PRATIQUE
Syndrome infectieux sévère, opacité et ostéolyse
Il s'agit d'un patient de 45 ans se présentant en consultation d'ORL avec un tableau clinique de sinusite sphénoïdale gauche. Il s'y associe un syndrome infectieux sévère : hyperthermie à 39 °5C, CRP (protéine C réactive) à 300 mg/l et polynucléose neutrophile à 17 000 éléments/mm3. L'examen tomodensitométrique met en évidence une opacité sphénoïdale gauche associée à une ostéolyse des parois sinusiennes (Cf. photo).
Un traitement par céfotaxime, fosfomycine et métronidazole est institué en urgence permettant d'obtenir l'apyrexie en 48 heures.

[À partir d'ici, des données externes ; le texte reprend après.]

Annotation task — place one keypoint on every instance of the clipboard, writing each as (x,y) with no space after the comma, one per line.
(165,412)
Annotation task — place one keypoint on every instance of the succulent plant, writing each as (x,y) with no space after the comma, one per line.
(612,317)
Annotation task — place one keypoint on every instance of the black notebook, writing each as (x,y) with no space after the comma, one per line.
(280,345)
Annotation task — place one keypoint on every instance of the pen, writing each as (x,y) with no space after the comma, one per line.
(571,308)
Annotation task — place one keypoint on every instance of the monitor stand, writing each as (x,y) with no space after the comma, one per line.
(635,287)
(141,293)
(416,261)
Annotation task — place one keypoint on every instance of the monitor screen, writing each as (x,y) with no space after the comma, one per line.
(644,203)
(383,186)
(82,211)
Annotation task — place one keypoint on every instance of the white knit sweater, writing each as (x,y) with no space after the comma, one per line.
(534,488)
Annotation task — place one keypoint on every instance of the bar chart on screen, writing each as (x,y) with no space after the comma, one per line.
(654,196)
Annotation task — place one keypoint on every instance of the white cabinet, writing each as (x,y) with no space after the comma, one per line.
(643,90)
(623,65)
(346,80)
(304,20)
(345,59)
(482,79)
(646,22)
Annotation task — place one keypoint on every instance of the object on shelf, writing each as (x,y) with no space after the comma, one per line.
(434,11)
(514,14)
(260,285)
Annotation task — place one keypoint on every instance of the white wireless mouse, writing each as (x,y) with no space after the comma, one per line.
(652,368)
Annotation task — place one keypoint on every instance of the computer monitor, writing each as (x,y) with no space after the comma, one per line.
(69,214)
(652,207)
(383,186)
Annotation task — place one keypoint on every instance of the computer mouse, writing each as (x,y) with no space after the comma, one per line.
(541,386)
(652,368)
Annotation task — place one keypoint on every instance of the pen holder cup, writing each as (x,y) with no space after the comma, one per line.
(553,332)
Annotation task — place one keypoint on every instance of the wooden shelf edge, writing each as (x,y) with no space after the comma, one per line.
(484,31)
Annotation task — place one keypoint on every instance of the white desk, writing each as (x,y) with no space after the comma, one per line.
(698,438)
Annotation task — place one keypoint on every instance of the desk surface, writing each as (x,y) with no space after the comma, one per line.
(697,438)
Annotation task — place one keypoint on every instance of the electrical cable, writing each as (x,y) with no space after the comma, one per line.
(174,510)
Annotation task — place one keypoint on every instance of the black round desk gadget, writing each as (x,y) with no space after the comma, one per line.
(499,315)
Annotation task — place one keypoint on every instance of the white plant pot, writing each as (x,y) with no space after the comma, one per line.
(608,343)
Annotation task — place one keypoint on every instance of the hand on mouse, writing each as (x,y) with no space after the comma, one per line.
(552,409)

Le relais oral est assuré par amoxicilline-acide clavulanique pour une durée de quinze jours.
Un flot de pus
Un mois plus tard, le patient se plaint toujours de céphalées occipitales. Un nouvel examen tomodensitométrique est superposable au précédent. Le patient bénéficie alors d'une chirurgie sinusienne par voie endoscopique permettant l'ouverture de l'ostium sphénoïdal et laissant sourdre un flot de pus. L'étude du pus révèle, dès l'examen direct, la présence en grand nombre d'actinomycètes. La culture permettra secondairement d'isoler deux autres germes anaérobies : Fusobacterium et Peptostreptococcus. Une nouvelle antibiothérapie est commencée, associant Vibramycine, Josacine pendant six semaines et métronidazole pendant quinze jours. Trois mois après l'intervention, la symptomatologie n'est pas réapparue. Les examens endoscopique et tomodensitométrique (Cf. photo) confirment l'absence de récidive.
Actinomycète
L'actinomycète est un germe rarement impliqué dans la pathologie rhino-sinusienne. Il s'agit d'un bacille Gram + qui se développe en milieu anaérobie. C'est un saprophyte de la cavité buccale pouvant devenir pathogène à l'occasion d'une carie, d'un traumatisme, d'une intervention, de soins dentaires. Trois formes cliniques sont classiquement décrites : cervico-faciale (la plus fréquente), abdominale et thoracique. La forme typique est celle d'une tuméfaction cervicale, indolore, inflammatoire, évoluant vers la fistulisation cutanée. Le diagnostic de l'actinomycose est souvent difficile car l'examen bactériologique n'est positif que dans 50 % des cas. L'examen anatomopathologique est généralement plus rentable en montrant des grains jaunes et des follicules dont l'association est quasi pathognomonique de l'affection.
Dans les formes cervicales, le traitement repose sur l'antibiothérapie prolongée au moins six semaines par pénicilline, tétracyclines, macrolides ou fluoroquinolones parfois associée à un drainage chirurgical. Dans les rares formes sinusiennes, outre l'antibiothérapie, le traitement semble devoir comporter un geste chirurgical par voie endoscopique endonasale permettant d'apporter le diagnostic et de restaurer les conditions d'aérobiose dans le sinus, conditions délétères à la croissance des germes anaérobies.
Malgré un traitement adapté
Ce cas, bien que rare, a le mérite d'attirer l'attention sur l'existence de sinusites maxillaires, ethmoïdales ou sphénoïdales à germes atypiques, en particulier anaérobies. La persistance d'une infection sinusienne, malgré un traitement médicamenteux adapté, doit faire suspecter ce type de germe et peut nécessiter le recours au drainage endoscopique.